Tech Study Guide
ML Models, Types, and Weights
Model families, model types, parameters, weights, checkpoints, tokenizers, embeddings, transformers, diffusion models, and inference boundaries.
ML Models, Types, and Weights
A model is a parameterized function. Training adjusts its weights so the function maps inputs to useful outputs. The architecture defines the shape of computation; the weights are learned numbers inside that shape.
Command Examples
python - <<'PY'
import torch
print(torch.__version__)
print(torch.randn(2, 3).shape)
PY
Example output and meaning:
| Command | Example output | What it does |
|---|---|---|
Python snippet |
2.6.0 and torch.Size([2, 3]). |
Proves the tensor library imports and can create tensors with the expected shape. |
This only proves the tensor library works.
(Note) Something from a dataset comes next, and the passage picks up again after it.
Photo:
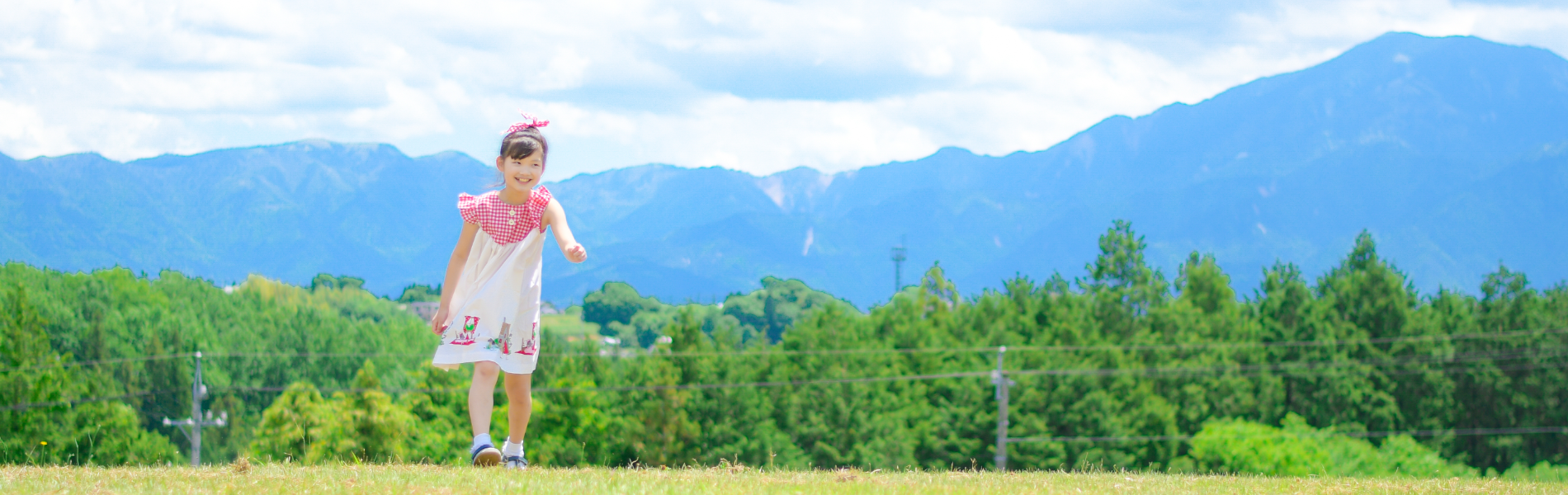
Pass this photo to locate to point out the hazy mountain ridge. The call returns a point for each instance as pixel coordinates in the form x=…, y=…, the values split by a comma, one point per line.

Model behavior depends on the architecture, weights, tokenizer or preprocessing, and inference settings.
Model Types
| Type | Learns From | Common Outputs |
|---|---|---|
| Supervised | Labeled examples. | Class labels, probabilities, regression values. |
| Unsupervised | Unlabeled data structure. | Clusters, compressed representations, anomaly scores. |
| Self-supervised | Labels derived from the data itself. | Representations, next-token predictions, masked-token predictions. |
| Reinforcement learning | Rewards from actions in an environment. | Policies or value estimates. |
| Generative | Data distribution or conditional generation objective. | Text, images, audio, code, synthetic samples. |
| Discriminative | Boundary between classes or scores. | Classification or ranking decisions. |
Large language models are usually self-supervised transformer models further adapted with instruction tuning, preference tuning, tool-use data, or domain-specific fine-tuning.
Common Families
| Family | Shape | Typical Use |
|---|---|---|
| Linear/logistic models | Weighted features. | Baselines, interpretable tabular problems. |
| Tree ensembles | Decision trees combined by bagging or boosting. | Tabular prediction, feature importance. |
| CNNs | Convolutions over local structure. | Images, signals, some sequence tasks. |
| RNNs/LSTMs/GRUs | Recurrent state over sequences. | Legacy sequence modeling and time series. |
| Transformers | Attention over token sequences. | Language, code, multimodal, embeddings. |
| Diffusion models | Iterative denoising process. | Image, audio, video, generative media. |
| Embedding models | Map inputs to vectors. | Search, clustering, similarity, RAG retrieval. |
Weights, Checkpoints, and Tokenizers
Weights are numeric tensors. A checkpoint stores weights plus metadata needed to load them. For language models, the tokenizer is part of the model interface: changing it can change the token sequence and therefore the model behavior.
Important artifacts:
| Artifact | Why It Matters |
|---|---|
| Architecture config | Defines tensor shapes and layer graph. |
| Weights | Learned parameters. |
| Tokenizer / preprocessor | Converts raw input into model input IDs or tensors. |
| Checkpoint | Saved model state for training or inference. |
| Optimizer state | Needed to resume training faithfully. |
| Generation config | Sampling, temperature, top-p, max tokens, and stopping behavior. |
Do not treat a checkpoint file as a complete system. Production behavior also depends on prompts, retrieval, adapters, runtime precision, decoding settings, and safety layers.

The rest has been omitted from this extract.